Cancel the Trump Show

As part of my job, I occasionally appear on television and radio to talk about politics. Inherent in that invitation is the same presumption that I will not consciously lie to the audience. These shows and networks hold tell their audience that they will report and analyze the news responsibly and accurately. They often break that trust, giving climate deniers and the like free rein in the pundit octagon, all out of some misguided desire for ideological balance.
They are about to do so again tonight.
It is lunacy that ABC, CBS, NBC and several cable channels agreed to give President Trump free airtime this evening to speak to the American people about, as he termed it in a tweet, “the Humanitarian and National Security crisis on our Southern Border.” That is just more code for the wall for which he has been holding his own government hostage for 18 days now. Once a mere mnemonic device inserted into his speeches to remind him to scapegoat immigrants, Trump has erred and made this a real goal. Bereft of any leverage in this fight, he is retreating to his safest place: television. This makes sense, given that he has treated this presidency as he would a piece of primetime reality programming, with the requisite plot twists and stunt casting.
We don’t know precisely what he’ll say, because the White House won’t tell us. But Trump will lie to us, that much can be presumed. It’s a sucker’s bet that his address will be, as Democratic leaders Nancy Pelosi and Chuck Schumer said in a joint statement, “full of malice and misinformation.” (They plan to deliver a joint rebuttal speech after Trump is finished.) Throughout the decades of his public life, Trump has had an adversarial relationship with facts that are inconvenient to his interests. Trump’s entire case for the wall, to the extent that he has bothered to even make an argument, is based on deliberate misinformation. And his lies about immigration are only increasing in frequency as his presidency progresses.
The decision to air his address live represents a failure of creativity on the part of news executives. What should have been done, they might ask? Former Obama senior adviser Dan Pfeiffer, now of Crooked Media, tells Rolling Stone that networks should air it on tape delay with fact-checking on the screen. Karine Jean-Pierre, MoveOn’s chief public affairs officer, agrees. “The only responsible decision would be to show video of the address after it has happened, not live, with proper fact checks and context,” she says. “Or to reject the request outright, which is what all the networks did when President Obama requested primetime airtime to discuss immigration in 2014.”
The shutdown makes this a far more urgent moment than that Obama speech, yet Trump has all but ignored the 800,000 workers affected by his $5.6 billion border-wall ransom demand. They might miss their first paycheck this week, but labeling a federal workforce “Democrats” allowed him to erase them — all but those unnamed ones he claims support his obstinance. Now, by allowing him to commandeer their networks for what amounts to a negotiating tactic, ABC, CBS and NBC will allow Trump tonight to give his racial paranoia the weight of a mass casualty event.

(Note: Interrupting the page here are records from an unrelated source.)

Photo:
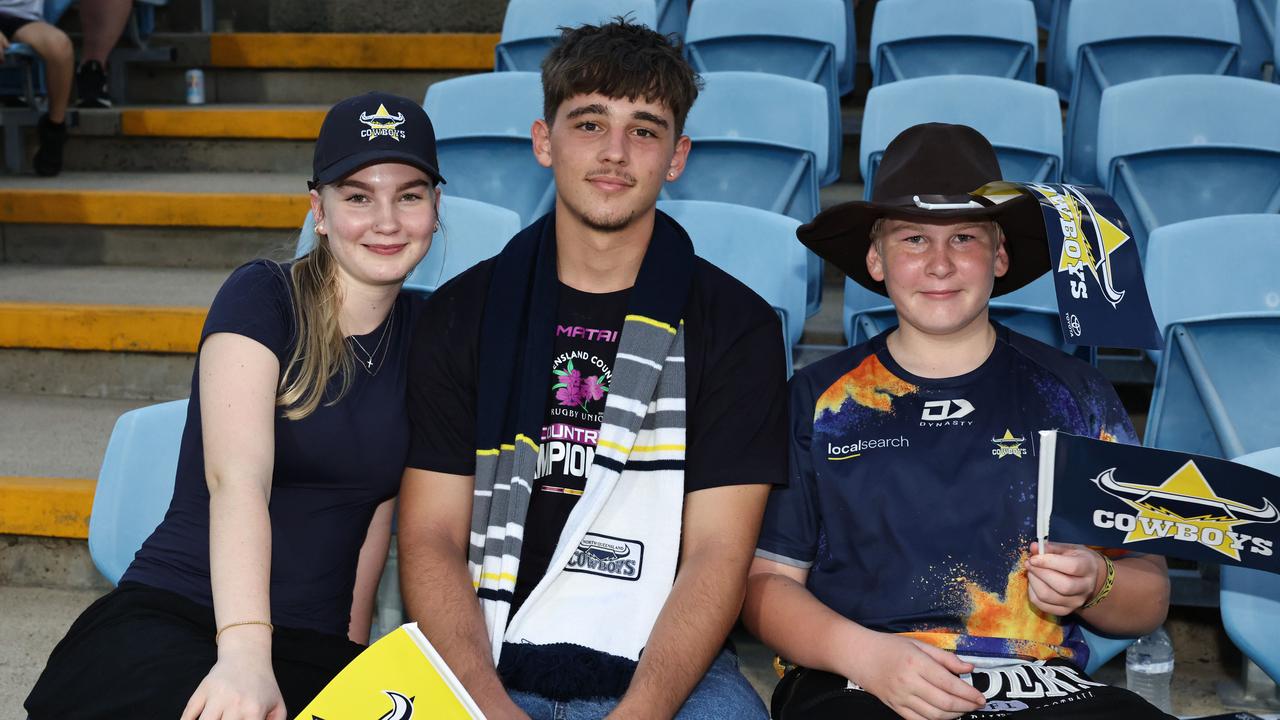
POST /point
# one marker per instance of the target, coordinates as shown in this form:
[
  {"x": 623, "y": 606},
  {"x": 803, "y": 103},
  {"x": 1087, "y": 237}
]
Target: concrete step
[
  {"x": 142, "y": 246},
  {"x": 201, "y": 139},
  {"x": 301, "y": 68},
  {"x": 101, "y": 332},
  {"x": 46, "y": 436},
  {"x": 213, "y": 200}
]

Trump’s alarmism becomes even more stark as one recognizes that undocumented immigration is not the crisis he says that it is. NBC News, which will air the speech live, reported on Monday that in fiscal year 2018, U.S. Customs and Border Protection stopped only six immigrants at the southern border whose names were on a federal list of known or suspected terrorists. White House Press Secretary Sarah Huckabee Sanders lied last Friday when she said that CBP had stopped nearly 4,000 such people. Overall border patrol apprehensions have fallen from about 1.6 million in 2000 to just more than 303,000 in 2017. Yet the Trump administration continues to dramatically inflate statistics to make Mexican and Central American immigrants look like the rapists and criminals that the president pretends. The Department of Justice, too, admitted that these numbers were made up, but refused to correct them. Perhaps that’s because we keep putting them on television and presenting them as credible people because they have certain titles.

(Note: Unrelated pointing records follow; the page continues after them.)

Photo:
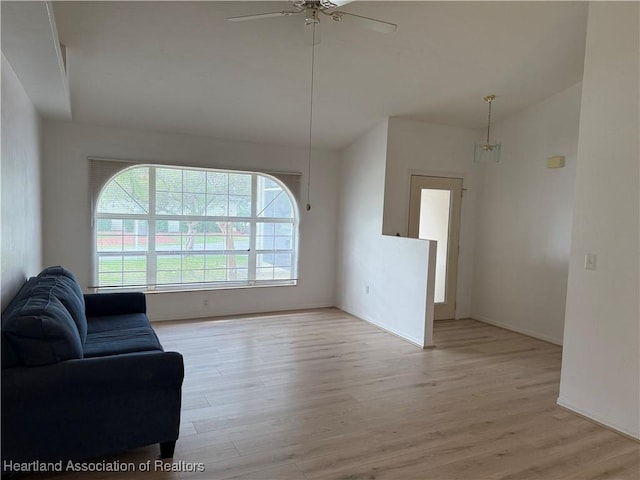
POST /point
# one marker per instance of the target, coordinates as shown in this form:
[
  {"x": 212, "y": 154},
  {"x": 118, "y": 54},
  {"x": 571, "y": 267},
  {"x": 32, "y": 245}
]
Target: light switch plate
[{"x": 590, "y": 261}]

“At this point there is no legitimate reason for the networks to be conflicted; carrying the speech means broadcasting the same lies and bigotry we’ve already heard a dozen times,” says Simon Maloy, a senior writer at the progressive nonprofit Media Matters for America. “No network has an obligation to be a party to this nativist garbage.”
By participating in this speech tonight, these news organizations make themselves complicit. The decision neuters their own journalistic integrity to give airtime to a serial fabricator. I don’t suggest that the press treat this president differently or adversely because he clearly doesn’t like us. He fears accountability, not retribution. As much as Trump’s “fake news” and “enemy of the people” invective is meant to injure our profession and possibly the people in it, carrying his live address is a self-inflicted wound.

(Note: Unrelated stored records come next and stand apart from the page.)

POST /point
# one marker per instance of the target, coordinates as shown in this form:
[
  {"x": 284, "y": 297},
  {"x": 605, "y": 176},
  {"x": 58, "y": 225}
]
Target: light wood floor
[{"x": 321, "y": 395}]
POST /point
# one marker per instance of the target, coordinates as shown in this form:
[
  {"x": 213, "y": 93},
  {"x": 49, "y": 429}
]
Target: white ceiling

That said, it is somewhat understandable why news organizations would do this. They are merely following the script. “Americans are justly cynical about the trustworthiness of elected officials, but the reality is that broadcast journalism mostly evolved in a context where most presidents, most of the time, kept their mendacity within reasonable parameters,” says Cato Institute senior fellow Julian Sanchez. “They’d spin, they’d cherry-pick numbers, they’d use misleading phrasing, they’d make contestable claims — but they wouldn’t give major speeches where every other sentence contained an unambiguously false claim. When they did get called on a claim that seemed plainly false, they’d usually either drop it or offer some clarification or defense that could at least be further debated. Trump doesn’t do any of that. He just keeps repeating the false claim.”
By now, journalistic outlets broadcasting Trump live and unfiltered have to know that they are performing stenography for a fabulist. But it is a mistake to air tonight’s Trump’s address live even if the worst comes to pass. Some believe that he will declare a state of emergency in an attempt to circumvent Pelosi and the House Democrats and get funding for his wall. Such a move would itself be a lie — there is no immigration emergency at the border, at least one that he hasn’t created with his own policies. Were news networks to cover the announcement while watching the White House livestream off air, they could immediately report about the state of emergency to their audience and likely bring more relevant information to the public more quickly than just letting Trump drone on.
We don’t need to have Trump announce a state of emergency live on television to grasp the seriousness of it. We are not in a technological moment when folks have to gather around the family radio to hear what FDR had to say in his weekly address. The White House can stream the address on its own broadcast outlet on its website (and via Fox News and Sinclair Broadcasting, natch).
“I think people mistake live broadcasts for coverage,” says NPR media correspondent David Folkenflik, speaking for himself. “Yes, we should cover what he has to say. Does that require that all major channels across the spectrum carry him live?”
Certainly not, and here is where we should make a distinction between Trump’s speech tonight and other times when he appears live on on television, such as press conferences and his forthcoming State of the Union address at the end of this month. As Folkenflik noted in our conversation, those are times when the press is either present to check him or there is an embargoed copy of the remarks released so that coverage can be prepared. Tonight, though we can anticipate being lied to, the White House press office hasn’t released a word of what he is going to say.
But even Pelosi and Schumer’s rebuttal doesn’t solve the real problem at hand: news networks playing by the old rules when the president is mocking them aloud. Trump continues his stress test of this republic and its norms, and the people in charge of our institutions — blinded by their privileges, hopelessly naive or simply incompetent — keep failing us. Besides, do we really think that this is the last time that he will do this? Next up: a primetime address on the Mueller witch hunt! Tune in, America. Which channel? Every channel.